3) Dimanche 18 septembre. Journée Européenne
du Patrimoine.
A cette occasion le Cercle organise une Promenade littéraire à travers les rues de
Guebwiller. Départ à 14h 30, haut de la ville, place Bourcart, à l’angle de
la rue Abbé Braun. En marchant, nous passerons devant les maisons natales de
Jean Schlumberger, écrivain, de Jean-Baptiste Weckerlin et Pierre Bucher, de
Marguerite Gable, Emile Storck et Alfred Kastler. Présentation sur place des
auteurs.
Arrivée vers 16 h au château de la
Neuenbourg et son parc. Quand le Château abritait l’Ecole Normale de jeunes
filles, le professeur agrégé d’allemand Emile Storck, y enseigna, de 1951 à
1962. Dans la salle de l’auditorium, 16h 30, conférence de Jean-Paul Sorg et
lectures sur le thème : « La
région de Guebwiller » dans l’œuvre poétique d’Emile Storck.

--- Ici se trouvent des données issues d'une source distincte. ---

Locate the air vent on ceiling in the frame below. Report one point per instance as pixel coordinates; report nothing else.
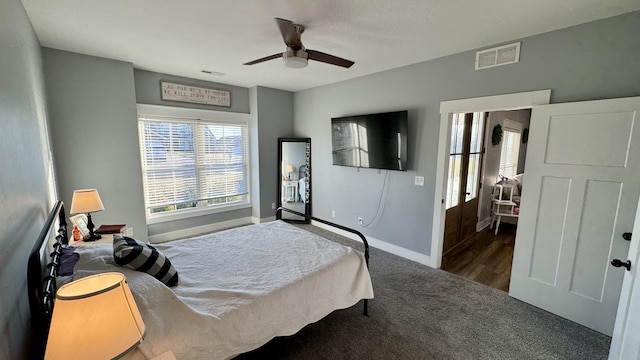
(501, 55)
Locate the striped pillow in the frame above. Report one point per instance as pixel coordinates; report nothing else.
(133, 254)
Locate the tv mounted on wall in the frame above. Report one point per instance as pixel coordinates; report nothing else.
(377, 141)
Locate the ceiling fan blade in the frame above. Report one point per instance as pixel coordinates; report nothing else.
(266, 58)
(290, 33)
(329, 59)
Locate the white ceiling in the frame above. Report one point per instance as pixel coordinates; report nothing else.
(183, 37)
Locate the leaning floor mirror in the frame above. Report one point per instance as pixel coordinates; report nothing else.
(294, 180)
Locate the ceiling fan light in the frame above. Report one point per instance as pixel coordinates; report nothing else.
(295, 59)
(295, 62)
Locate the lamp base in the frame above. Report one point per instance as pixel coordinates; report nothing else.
(93, 237)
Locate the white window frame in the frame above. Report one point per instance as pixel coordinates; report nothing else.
(159, 111)
(514, 127)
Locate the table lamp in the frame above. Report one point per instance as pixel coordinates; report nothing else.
(94, 317)
(87, 201)
(289, 170)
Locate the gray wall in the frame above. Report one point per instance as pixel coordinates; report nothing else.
(94, 134)
(271, 118)
(493, 153)
(26, 182)
(591, 61)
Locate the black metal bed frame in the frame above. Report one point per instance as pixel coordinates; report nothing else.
(42, 291)
(338, 226)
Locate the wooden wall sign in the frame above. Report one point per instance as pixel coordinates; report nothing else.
(194, 94)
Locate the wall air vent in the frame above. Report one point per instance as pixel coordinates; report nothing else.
(501, 55)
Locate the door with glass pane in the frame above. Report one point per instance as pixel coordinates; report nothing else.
(463, 180)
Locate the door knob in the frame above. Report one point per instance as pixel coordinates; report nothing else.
(619, 263)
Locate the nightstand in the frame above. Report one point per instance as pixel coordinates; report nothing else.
(106, 239)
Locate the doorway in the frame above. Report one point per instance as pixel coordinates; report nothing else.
(484, 253)
(463, 177)
(447, 110)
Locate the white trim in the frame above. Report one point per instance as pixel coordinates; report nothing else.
(198, 230)
(510, 125)
(482, 224)
(379, 244)
(487, 103)
(257, 220)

En croisement, bien sûr, avec l’ouvrage La région de Guebwiller loin des clichés
réalisé par Mme Cécile Modanese, docteur en Histoire contemporaine, responsable
du Pôle culturel et touristique de la Neuenbourg et du service Pays d’art et
d’histoire de Guebwiller.
Au cours de cette promenade et avec la
conférence-causerie-lectures, nous verrons un peu ce que la littérature nous
dit de la ville, de son histoire et de son caractère.

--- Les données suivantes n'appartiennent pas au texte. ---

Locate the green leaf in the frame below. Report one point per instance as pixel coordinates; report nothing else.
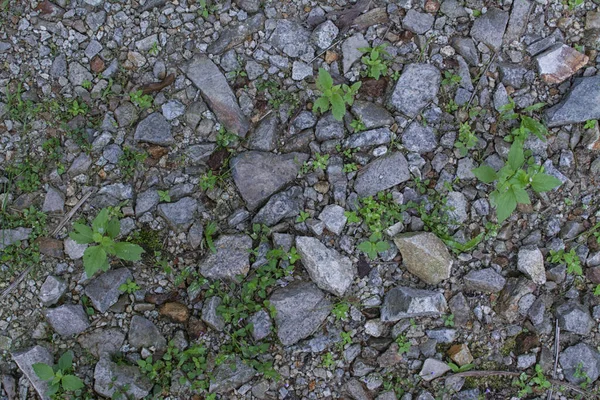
(485, 174)
(43, 371)
(82, 234)
(543, 182)
(65, 361)
(94, 259)
(128, 251)
(516, 157)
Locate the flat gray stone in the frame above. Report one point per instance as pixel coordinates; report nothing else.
(301, 308)
(382, 173)
(327, 268)
(231, 259)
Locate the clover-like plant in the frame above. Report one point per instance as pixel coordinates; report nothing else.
(103, 232)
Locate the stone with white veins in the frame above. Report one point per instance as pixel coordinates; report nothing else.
(531, 263)
(405, 302)
(329, 269)
(417, 86)
(425, 255)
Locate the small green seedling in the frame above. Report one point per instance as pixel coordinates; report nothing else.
(103, 232)
(58, 376)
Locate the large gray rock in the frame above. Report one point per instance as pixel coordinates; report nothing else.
(327, 268)
(103, 291)
(143, 333)
(110, 377)
(489, 28)
(382, 173)
(235, 35)
(154, 129)
(405, 302)
(581, 104)
(25, 360)
(258, 175)
(301, 308)
(418, 85)
(231, 259)
(579, 359)
(531, 263)
(207, 77)
(425, 255)
(67, 320)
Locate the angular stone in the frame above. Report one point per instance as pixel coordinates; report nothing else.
(235, 35)
(25, 360)
(258, 175)
(489, 28)
(327, 268)
(143, 333)
(405, 302)
(207, 77)
(231, 259)
(425, 255)
(382, 173)
(67, 320)
(418, 86)
(559, 63)
(484, 280)
(531, 263)
(154, 129)
(301, 308)
(103, 291)
(128, 380)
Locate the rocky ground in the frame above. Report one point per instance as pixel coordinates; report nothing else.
(289, 254)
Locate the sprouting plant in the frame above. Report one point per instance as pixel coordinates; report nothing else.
(376, 65)
(59, 376)
(334, 97)
(374, 245)
(163, 195)
(512, 180)
(466, 139)
(141, 100)
(129, 287)
(570, 259)
(103, 232)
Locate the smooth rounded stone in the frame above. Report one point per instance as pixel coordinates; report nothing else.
(531, 263)
(286, 204)
(143, 333)
(154, 129)
(301, 308)
(128, 380)
(489, 28)
(25, 360)
(404, 302)
(381, 174)
(211, 316)
(417, 22)
(258, 175)
(261, 325)
(327, 268)
(417, 87)
(425, 255)
(580, 361)
(574, 317)
(231, 259)
(67, 320)
(180, 214)
(484, 280)
(324, 34)
(103, 291)
(52, 290)
(54, 202)
(432, 369)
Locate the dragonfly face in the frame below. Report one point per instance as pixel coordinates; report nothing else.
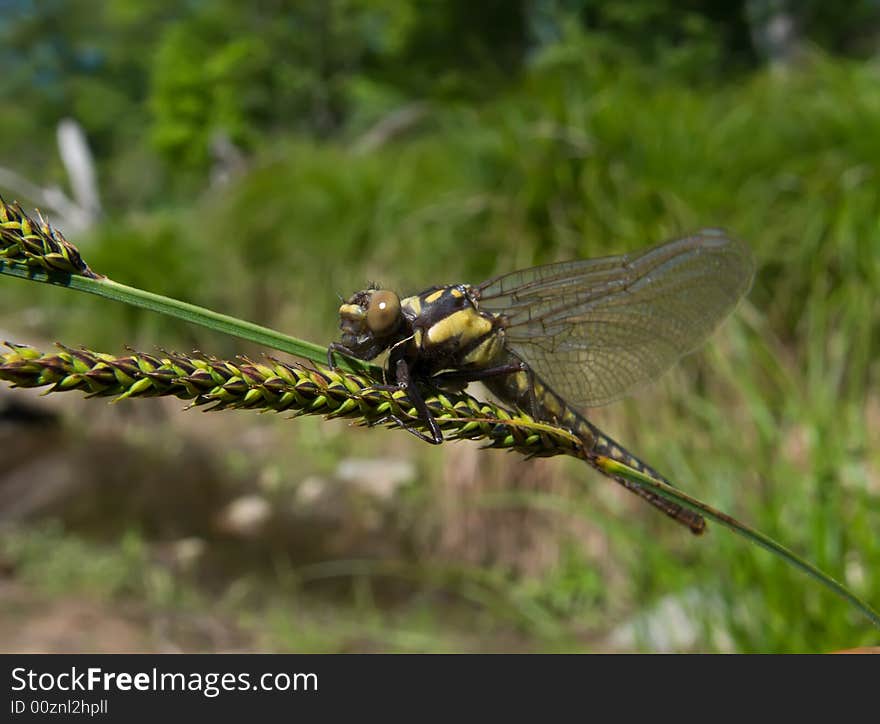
(441, 330)
(557, 339)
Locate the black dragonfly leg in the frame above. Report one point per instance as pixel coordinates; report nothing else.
(405, 383)
(335, 348)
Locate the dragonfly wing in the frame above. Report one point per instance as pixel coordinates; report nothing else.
(595, 329)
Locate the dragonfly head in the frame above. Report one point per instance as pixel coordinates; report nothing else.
(369, 320)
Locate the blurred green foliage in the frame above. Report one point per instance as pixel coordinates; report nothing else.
(547, 130)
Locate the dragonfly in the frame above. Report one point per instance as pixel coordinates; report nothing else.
(556, 340)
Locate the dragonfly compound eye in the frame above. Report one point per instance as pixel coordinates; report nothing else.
(383, 314)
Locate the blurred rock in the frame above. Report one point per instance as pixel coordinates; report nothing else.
(380, 478)
(245, 517)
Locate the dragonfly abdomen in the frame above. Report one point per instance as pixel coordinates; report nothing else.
(547, 405)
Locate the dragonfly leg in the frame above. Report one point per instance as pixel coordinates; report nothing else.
(406, 383)
(335, 348)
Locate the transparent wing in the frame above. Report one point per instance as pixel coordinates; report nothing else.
(595, 329)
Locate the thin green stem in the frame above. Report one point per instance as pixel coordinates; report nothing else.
(613, 467)
(109, 289)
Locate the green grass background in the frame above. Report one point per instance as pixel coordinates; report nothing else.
(775, 421)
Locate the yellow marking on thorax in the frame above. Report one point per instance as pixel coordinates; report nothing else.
(465, 325)
(413, 303)
(486, 352)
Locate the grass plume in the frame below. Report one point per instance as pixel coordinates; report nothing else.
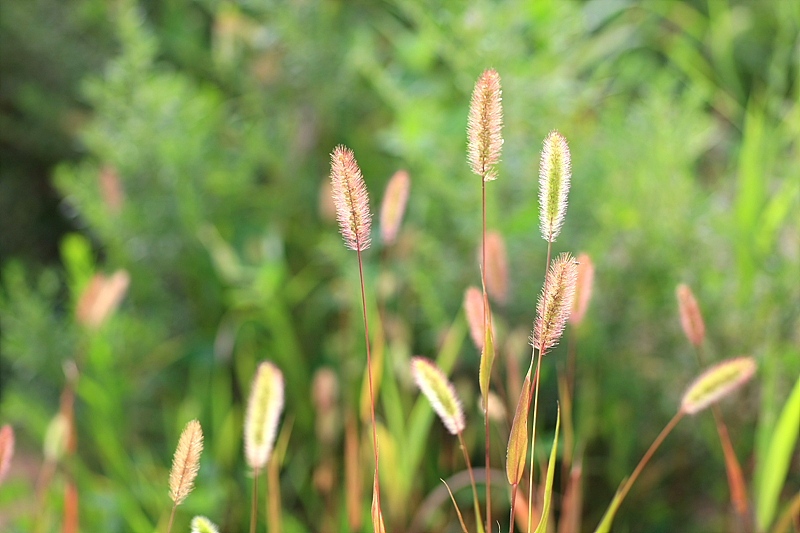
(185, 465)
(264, 408)
(717, 382)
(691, 318)
(554, 177)
(352, 211)
(350, 198)
(484, 142)
(555, 303)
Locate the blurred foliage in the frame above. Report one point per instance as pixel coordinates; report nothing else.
(195, 156)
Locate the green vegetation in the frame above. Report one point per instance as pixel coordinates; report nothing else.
(188, 143)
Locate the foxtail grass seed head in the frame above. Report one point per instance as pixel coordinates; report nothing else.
(555, 303)
(6, 450)
(201, 524)
(716, 383)
(351, 199)
(186, 462)
(583, 289)
(689, 312)
(263, 413)
(440, 393)
(496, 267)
(485, 121)
(393, 205)
(554, 175)
(473, 309)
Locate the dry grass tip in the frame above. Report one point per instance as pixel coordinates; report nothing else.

(Des précisions sur le déroulement de la
journée vous seront encore communiquées une semaine avant par la presse et par
une lettre du Cercle à ses membres et sympathisants.)
Un + ici : Sous Mulhouse, âme et
esprit, découvrir encore un poète singulier, Paul Drumm (1976-1960).
Editorial 16 (22 mars 2022)
Mars : l’antique (éternel) dieu de
la guerre et le mois du printemps. A la guerre opposer la poésie et la parabole
de l’amandier. « Mon frère l’amandier, parle-moi de Dieu. – Et l’amandier
s’est couvert de fleurs » (Nikos Kazantzaki, Lettre au Greco).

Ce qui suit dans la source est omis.